I am amazed that people are so ignorant of history that this kind of dumb ass
advice gets offered and people think it is so wise, and of course the
dumbasses who know nothing of investing or economics mod it up.

Reminds me of the responses I've gotten in the past when I tried to share how
much success I was having investing myself-- was told that it was better to
leave it up to a broker or fund manager because "I'm and expert bin
programming ,they are experts in finance". I was shocked that people were
proud of their ignorance.

------
mipnix
It all depends on what your plan for the money is and when you might need it.
Don't play with your living expenses. Don't play with your beer money.

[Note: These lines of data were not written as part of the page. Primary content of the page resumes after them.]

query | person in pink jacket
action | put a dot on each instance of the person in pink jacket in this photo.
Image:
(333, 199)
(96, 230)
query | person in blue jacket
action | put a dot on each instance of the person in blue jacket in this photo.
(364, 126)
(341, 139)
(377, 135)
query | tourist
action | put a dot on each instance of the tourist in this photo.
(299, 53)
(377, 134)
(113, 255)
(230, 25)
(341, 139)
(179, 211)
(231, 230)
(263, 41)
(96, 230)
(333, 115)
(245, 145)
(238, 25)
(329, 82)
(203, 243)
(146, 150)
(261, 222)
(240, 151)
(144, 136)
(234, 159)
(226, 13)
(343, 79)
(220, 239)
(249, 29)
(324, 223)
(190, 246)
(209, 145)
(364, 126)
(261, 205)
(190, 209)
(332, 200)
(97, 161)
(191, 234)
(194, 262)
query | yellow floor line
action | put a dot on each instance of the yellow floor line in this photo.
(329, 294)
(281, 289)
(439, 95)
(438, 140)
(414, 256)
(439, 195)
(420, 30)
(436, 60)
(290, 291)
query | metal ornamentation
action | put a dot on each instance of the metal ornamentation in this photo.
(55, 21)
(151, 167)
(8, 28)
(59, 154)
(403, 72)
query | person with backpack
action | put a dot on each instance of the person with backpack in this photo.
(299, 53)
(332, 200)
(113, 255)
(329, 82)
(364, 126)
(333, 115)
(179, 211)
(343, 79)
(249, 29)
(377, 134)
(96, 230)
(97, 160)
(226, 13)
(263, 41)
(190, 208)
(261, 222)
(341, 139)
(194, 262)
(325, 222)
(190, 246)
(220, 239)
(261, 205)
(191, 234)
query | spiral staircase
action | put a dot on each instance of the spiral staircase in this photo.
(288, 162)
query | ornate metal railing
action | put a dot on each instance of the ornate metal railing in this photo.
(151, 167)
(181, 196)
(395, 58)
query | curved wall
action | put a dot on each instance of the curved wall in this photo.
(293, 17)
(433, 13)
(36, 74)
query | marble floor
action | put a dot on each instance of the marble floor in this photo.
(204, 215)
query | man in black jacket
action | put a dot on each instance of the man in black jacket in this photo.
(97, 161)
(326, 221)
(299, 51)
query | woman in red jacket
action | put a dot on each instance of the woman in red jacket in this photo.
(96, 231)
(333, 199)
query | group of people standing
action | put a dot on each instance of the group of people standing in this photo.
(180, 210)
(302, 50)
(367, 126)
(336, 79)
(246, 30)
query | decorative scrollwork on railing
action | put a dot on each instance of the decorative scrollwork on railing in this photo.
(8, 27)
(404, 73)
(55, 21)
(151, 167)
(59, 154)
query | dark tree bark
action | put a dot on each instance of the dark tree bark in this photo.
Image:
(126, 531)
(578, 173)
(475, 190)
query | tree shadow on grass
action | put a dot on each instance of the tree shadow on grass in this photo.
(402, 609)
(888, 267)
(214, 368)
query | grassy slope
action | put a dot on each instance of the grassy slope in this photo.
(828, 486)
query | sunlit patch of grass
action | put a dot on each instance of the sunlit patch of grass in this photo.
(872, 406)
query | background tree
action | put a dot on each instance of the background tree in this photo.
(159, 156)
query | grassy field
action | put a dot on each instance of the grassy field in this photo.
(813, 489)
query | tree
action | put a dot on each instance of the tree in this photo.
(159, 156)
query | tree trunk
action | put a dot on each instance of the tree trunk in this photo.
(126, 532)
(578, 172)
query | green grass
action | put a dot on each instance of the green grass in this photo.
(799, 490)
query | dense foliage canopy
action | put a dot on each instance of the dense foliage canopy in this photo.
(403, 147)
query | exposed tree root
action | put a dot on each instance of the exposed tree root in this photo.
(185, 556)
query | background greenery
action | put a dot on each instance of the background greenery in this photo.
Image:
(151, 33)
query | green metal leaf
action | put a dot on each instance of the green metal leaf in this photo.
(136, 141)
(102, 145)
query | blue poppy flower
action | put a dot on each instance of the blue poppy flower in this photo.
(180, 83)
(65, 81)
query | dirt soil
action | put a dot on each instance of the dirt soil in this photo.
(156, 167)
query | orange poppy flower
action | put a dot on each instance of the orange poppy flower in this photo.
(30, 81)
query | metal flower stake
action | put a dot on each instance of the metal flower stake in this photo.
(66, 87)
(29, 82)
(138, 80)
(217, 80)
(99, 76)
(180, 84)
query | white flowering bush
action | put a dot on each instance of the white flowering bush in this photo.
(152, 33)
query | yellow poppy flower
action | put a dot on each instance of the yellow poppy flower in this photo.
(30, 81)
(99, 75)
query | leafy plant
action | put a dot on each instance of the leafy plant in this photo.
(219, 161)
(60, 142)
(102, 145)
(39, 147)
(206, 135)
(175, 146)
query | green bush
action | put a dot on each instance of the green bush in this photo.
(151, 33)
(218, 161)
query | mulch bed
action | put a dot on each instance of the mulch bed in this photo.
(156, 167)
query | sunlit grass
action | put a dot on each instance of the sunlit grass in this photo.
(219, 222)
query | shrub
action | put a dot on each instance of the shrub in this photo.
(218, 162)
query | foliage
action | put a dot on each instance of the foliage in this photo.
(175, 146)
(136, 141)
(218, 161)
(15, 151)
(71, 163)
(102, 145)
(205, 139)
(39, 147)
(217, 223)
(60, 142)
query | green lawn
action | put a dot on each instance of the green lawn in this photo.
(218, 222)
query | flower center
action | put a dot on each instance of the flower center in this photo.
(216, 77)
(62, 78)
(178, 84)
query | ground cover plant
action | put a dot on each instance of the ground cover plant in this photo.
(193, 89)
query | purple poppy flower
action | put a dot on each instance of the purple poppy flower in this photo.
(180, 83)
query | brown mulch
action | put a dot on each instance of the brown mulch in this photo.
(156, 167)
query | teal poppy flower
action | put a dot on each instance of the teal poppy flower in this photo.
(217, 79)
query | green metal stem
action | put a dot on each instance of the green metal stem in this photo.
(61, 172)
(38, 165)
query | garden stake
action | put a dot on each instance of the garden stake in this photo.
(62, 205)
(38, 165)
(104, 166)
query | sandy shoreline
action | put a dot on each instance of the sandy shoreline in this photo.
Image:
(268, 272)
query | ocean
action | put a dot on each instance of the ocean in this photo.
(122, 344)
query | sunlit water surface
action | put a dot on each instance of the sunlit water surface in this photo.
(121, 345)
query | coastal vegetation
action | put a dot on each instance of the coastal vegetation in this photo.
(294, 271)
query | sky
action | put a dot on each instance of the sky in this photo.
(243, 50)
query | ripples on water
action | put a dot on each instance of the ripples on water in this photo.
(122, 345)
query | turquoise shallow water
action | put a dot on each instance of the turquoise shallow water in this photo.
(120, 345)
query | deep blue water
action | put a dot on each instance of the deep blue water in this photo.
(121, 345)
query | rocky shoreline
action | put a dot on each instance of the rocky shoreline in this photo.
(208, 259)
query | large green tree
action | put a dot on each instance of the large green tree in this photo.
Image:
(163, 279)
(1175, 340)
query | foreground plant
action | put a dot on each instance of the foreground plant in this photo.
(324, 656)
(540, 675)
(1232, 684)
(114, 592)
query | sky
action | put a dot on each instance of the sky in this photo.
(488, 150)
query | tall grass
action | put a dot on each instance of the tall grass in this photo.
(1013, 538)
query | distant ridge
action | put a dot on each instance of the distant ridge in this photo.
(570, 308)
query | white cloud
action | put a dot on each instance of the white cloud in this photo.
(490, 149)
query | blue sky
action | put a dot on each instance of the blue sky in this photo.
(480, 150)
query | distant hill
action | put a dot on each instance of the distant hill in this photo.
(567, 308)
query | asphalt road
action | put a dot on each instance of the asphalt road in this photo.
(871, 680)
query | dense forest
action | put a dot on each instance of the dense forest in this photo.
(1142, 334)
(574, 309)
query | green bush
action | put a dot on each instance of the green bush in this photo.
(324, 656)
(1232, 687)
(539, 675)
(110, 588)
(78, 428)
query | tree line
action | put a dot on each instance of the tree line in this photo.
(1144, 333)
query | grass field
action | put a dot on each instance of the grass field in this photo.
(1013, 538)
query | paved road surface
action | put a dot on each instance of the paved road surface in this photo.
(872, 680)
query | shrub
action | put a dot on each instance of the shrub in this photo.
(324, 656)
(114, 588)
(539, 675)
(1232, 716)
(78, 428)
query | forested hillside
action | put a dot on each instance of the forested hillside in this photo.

Assume that what you play with will lose value-that is not what you are
striving for but if you take that approach you're already a winner. You'll
sleep better.

Pay yourself first. Avoid credit at ALL costs.

Live beneath your means:

"Annual income twenty pounds, annual expenditure nineteen nineteen and six,
result happiness. Annual income twenty pounds, annual expenditure twenty
pounds ought and six, result misery." -Dickens

Have some money with which to make outrageous and stupid bets on the market.

Beyond that, there is no magic. Nobody knows what the market is going to do
and if they tell you they do, clench your sphincter muscle.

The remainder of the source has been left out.